What are those things in our lives that keep us from living into the reality that our liberation is bound up with that of others? Is it the myth that every person needs to earn their right to have what they need? Is it the lie of scarcity, that there is not enough to go around? Is it the idea that when it comes down to it, each of us can operate as a human island, a self-sufficient person who never needs to ask for help? What beliefs, assumptions, and practices need to be cut off in your own world to follow in the pathway that will lead to life for all?
And now, take a moment to dream with me. In what ways will you actually experience the abundant life of Christ if you get swept up in the movement to liberate all people, all creation? What is your own personal stake in a world where everyone has what they need? Is it your grandchildren playing outside in the summertime free of wildfire smoke? Is it a society where neither you or your relatives are stressed about how they will pay for the life-saving healthcare they need? Is it a world where your children’s children’s children will never associate the name of Jesus with racism, homophobia, or sexism, but rather inclusion, compassion, justice, and grace? What do you picture in your mind’s eye when you think of how the liberation of “these little ones” will mean liberation for you and your family in the days, weeks, months, and years to come?

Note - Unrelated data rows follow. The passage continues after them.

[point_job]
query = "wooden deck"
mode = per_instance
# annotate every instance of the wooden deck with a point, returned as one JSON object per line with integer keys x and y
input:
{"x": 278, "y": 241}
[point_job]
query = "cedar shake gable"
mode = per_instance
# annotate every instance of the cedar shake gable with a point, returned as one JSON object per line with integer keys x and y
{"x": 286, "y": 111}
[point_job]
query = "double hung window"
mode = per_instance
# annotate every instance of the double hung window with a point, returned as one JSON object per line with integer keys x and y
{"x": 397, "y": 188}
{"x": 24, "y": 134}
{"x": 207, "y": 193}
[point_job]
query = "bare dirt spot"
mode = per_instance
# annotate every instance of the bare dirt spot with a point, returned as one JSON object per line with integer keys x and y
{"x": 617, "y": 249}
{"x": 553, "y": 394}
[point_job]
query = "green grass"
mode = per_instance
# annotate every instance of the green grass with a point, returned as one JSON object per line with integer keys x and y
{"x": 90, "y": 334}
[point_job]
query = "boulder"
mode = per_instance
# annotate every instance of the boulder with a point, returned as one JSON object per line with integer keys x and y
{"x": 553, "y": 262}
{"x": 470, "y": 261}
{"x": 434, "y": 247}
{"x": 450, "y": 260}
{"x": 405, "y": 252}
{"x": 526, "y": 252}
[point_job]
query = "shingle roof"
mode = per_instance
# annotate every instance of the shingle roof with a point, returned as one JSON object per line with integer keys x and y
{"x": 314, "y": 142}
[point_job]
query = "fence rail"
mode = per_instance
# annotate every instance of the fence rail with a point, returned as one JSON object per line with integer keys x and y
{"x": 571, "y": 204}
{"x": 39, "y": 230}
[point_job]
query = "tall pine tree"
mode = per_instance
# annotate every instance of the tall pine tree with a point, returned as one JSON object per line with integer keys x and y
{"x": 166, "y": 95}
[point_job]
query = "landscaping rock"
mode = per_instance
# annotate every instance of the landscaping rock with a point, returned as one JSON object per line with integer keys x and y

As we close this time together, hear the good news: Jesus wants you, wants us, to live, to thrive, to revel in the abundance that God has intended for every living thing. Whatever we lose so that we can walk in this way of Jesus, it is nothing in comparison to the beautiful reality of God’s interdependent kin-dom family that we will get to be a part of building together. This week, start asking God about what needs to be cut off in your life for you to get swept up in God’s liberating way. And keep ever before you those images of your own liberation that will keep you in this good fight. May those visions give us the hope to sustain us in the days ahead. Amen.